Gwydion Suilebhan is the author of The Butcher. The Butcher was workshopped as a part of Gulfshore Playhouse’s 1st Annual New Works Festival and will be opening its World Premiere production at Gulfshore Playhouse on February 28th. Gwydion‘s work has been commissioned, produced, developed, and read by Centerstage, Ensemble Studio Theatre, the National New Play Network, Forum Theatre, Theater J, Theater Alliance, Active Cultures, and the Source Theater Festival, among others. In addition to his work as a playwright, Gwydion lectures and writes widely on the intersection between theater, the arts, and technology.
I am writing this blog post about ten days after I traveled back home to DC from Naples, leaving THE BUTCHER in the hands of my amazing collaborators at Gulfshore Playhouse, and I find myself daydreaming heavily about what’s happened since I left. I cannot WAIT to see what they’ve done while I’ve been gone.
Done? That’s not a fair word, really. Discovered, I think, would be better, or perhaps created. By the time I left the rehearsal process, we’d all put the finishing touches on the script, but the script is just the score, not the music itself: the music is the performance, which they’ve all been deciding how to play while I’ve been gone. The play’s no longer mine now, or no longer only mine: it’s ours.
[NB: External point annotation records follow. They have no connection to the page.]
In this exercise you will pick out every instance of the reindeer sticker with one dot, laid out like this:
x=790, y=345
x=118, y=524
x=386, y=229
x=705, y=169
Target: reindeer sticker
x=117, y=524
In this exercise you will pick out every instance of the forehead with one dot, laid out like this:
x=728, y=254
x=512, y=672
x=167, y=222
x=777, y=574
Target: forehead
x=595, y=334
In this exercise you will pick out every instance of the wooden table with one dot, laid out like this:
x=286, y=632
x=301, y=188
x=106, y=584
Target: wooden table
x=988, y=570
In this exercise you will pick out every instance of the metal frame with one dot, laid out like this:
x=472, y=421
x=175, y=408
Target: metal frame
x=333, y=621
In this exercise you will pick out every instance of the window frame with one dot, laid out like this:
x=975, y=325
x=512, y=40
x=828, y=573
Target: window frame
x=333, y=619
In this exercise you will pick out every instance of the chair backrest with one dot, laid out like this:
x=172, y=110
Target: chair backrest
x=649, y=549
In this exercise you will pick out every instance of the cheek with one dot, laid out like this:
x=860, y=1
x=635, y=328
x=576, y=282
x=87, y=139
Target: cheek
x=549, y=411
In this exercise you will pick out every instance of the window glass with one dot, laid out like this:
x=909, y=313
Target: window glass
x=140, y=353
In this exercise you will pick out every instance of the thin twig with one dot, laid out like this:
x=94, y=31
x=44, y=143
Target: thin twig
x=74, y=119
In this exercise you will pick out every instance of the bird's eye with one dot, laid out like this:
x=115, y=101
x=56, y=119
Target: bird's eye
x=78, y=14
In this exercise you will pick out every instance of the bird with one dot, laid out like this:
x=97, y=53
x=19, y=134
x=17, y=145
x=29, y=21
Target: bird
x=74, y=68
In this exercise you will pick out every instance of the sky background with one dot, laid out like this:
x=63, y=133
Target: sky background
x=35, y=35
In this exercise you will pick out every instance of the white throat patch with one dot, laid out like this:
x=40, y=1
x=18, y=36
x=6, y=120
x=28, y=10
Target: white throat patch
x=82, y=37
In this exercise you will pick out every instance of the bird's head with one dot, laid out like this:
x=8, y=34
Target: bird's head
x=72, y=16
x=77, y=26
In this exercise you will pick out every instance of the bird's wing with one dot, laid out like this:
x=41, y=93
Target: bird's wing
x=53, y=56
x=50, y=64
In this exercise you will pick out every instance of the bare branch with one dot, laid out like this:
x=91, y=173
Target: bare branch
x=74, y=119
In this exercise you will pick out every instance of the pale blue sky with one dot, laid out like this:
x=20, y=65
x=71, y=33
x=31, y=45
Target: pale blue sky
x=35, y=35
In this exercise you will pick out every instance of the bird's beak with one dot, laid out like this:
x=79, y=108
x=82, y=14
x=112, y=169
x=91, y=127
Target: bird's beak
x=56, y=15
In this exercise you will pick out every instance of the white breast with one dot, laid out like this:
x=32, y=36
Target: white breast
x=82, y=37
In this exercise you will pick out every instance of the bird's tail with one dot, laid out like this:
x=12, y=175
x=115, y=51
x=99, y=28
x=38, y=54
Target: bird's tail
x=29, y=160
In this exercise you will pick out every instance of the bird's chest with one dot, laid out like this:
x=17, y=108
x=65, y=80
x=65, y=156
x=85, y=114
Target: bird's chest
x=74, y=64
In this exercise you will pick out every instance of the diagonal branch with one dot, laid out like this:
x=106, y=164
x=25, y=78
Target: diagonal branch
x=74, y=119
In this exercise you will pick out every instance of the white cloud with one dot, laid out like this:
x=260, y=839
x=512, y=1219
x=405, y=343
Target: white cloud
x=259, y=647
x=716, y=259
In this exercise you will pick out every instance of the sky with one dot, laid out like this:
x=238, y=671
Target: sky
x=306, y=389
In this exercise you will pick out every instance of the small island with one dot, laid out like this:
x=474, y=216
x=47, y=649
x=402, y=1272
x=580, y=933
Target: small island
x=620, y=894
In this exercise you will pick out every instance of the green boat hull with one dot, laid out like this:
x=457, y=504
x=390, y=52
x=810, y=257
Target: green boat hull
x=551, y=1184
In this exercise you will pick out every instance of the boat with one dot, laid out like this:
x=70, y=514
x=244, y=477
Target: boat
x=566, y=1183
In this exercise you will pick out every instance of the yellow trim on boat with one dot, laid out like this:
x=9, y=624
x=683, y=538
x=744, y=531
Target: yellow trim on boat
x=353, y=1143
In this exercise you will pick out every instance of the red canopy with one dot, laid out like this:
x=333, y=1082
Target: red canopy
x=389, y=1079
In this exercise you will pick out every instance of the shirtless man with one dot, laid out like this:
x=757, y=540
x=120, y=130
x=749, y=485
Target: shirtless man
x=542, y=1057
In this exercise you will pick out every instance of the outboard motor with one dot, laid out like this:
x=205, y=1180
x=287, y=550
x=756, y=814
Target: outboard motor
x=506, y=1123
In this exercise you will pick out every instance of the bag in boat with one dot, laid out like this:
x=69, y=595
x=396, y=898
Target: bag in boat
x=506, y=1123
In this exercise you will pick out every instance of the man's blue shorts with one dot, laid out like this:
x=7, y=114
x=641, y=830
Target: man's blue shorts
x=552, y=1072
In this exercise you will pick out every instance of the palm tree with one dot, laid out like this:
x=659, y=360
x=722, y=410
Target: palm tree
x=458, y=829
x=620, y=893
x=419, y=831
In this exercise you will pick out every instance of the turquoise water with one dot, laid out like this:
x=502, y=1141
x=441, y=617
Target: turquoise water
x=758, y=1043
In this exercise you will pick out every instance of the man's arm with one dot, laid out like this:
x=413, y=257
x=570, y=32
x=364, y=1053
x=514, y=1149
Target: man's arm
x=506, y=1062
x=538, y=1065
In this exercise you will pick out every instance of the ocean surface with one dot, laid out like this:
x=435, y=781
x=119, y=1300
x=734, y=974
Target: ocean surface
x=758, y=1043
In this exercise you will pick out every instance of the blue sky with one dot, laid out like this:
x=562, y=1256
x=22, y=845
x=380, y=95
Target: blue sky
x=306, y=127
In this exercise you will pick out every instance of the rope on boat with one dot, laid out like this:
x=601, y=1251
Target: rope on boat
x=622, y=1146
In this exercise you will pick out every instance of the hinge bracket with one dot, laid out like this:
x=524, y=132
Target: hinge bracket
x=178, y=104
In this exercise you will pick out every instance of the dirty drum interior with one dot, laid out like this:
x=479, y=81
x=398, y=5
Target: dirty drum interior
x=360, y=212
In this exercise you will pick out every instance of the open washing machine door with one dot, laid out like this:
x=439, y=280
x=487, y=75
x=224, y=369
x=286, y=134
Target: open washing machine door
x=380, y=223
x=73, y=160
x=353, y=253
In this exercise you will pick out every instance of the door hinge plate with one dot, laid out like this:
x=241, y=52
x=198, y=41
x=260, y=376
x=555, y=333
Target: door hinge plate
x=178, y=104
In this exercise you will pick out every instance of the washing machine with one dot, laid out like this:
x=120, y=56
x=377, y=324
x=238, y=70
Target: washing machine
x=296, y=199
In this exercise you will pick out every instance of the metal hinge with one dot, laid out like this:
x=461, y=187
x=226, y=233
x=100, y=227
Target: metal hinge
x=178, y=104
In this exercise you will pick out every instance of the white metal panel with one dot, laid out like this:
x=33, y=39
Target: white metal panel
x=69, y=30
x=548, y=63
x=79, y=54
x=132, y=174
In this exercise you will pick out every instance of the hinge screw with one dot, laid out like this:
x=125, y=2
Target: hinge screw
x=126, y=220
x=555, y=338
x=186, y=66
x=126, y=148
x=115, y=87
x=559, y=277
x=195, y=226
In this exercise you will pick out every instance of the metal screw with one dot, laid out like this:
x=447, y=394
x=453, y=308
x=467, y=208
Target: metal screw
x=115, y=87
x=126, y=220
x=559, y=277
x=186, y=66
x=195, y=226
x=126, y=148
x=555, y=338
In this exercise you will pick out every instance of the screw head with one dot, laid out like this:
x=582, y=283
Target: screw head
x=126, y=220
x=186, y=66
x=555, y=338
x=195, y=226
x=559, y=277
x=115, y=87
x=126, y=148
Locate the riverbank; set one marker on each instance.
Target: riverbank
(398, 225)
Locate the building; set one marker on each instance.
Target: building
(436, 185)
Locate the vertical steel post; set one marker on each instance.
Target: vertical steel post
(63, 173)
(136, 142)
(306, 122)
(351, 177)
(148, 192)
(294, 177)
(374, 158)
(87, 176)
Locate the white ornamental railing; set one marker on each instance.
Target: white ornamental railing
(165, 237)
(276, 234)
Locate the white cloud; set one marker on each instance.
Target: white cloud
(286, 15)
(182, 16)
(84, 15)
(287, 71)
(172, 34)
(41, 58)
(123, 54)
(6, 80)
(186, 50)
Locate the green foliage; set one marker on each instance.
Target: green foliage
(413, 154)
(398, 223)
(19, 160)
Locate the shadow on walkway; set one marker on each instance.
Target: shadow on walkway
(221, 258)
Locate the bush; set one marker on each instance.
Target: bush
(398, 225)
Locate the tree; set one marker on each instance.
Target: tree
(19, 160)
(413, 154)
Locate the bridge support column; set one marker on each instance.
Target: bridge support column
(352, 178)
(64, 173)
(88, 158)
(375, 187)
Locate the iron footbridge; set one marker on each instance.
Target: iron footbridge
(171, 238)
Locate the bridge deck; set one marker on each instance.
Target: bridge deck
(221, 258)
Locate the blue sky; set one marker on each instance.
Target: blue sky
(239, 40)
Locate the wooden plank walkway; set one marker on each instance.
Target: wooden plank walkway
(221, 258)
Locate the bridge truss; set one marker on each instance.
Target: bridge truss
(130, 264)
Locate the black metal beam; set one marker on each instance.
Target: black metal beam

Returning to the theater after an absence like this is strange. Yes, I’ve been looped in to what’s happening in the rehearsal room while I’ve been home, but most of my mind has been focused on everything from finishing up some long-neglected projects to getting my four year-old to eat his vegetables. At this point, THE BUTCHER has undoubtedly become a bit strange to me: still the original story I decided to tell, of course, but also something more.
(My son felt like he grew two inches while I was away during the earlier part of the rehearsal period. And his vocabulary got shockingly more complex, too. It’s sort of like that.)
For some playwrights, that’s a scary thing, but I find it exhilarating. I’ve worked for so very long now—nine whole years—to make a play that’s big enough to survive on its own, in the world, in the hands of whomever might produce it, and I want it to succeed. I want it to be bigger than me. And in order to make sure that happens, I had to let go of it.I’ll always be its author—just like I’ll always be my son’s father—but it has to find its own way without me. I’ve done all I can for it now.
Well, almost all. I’m about to watch (and offer feedback on) three preview performances. At this point, though, I’ve become, like, 30% audience member, 70% playwright. And with any luck, I’ll be able to experience the play, to some extent, from the outside… and simply beam with pride.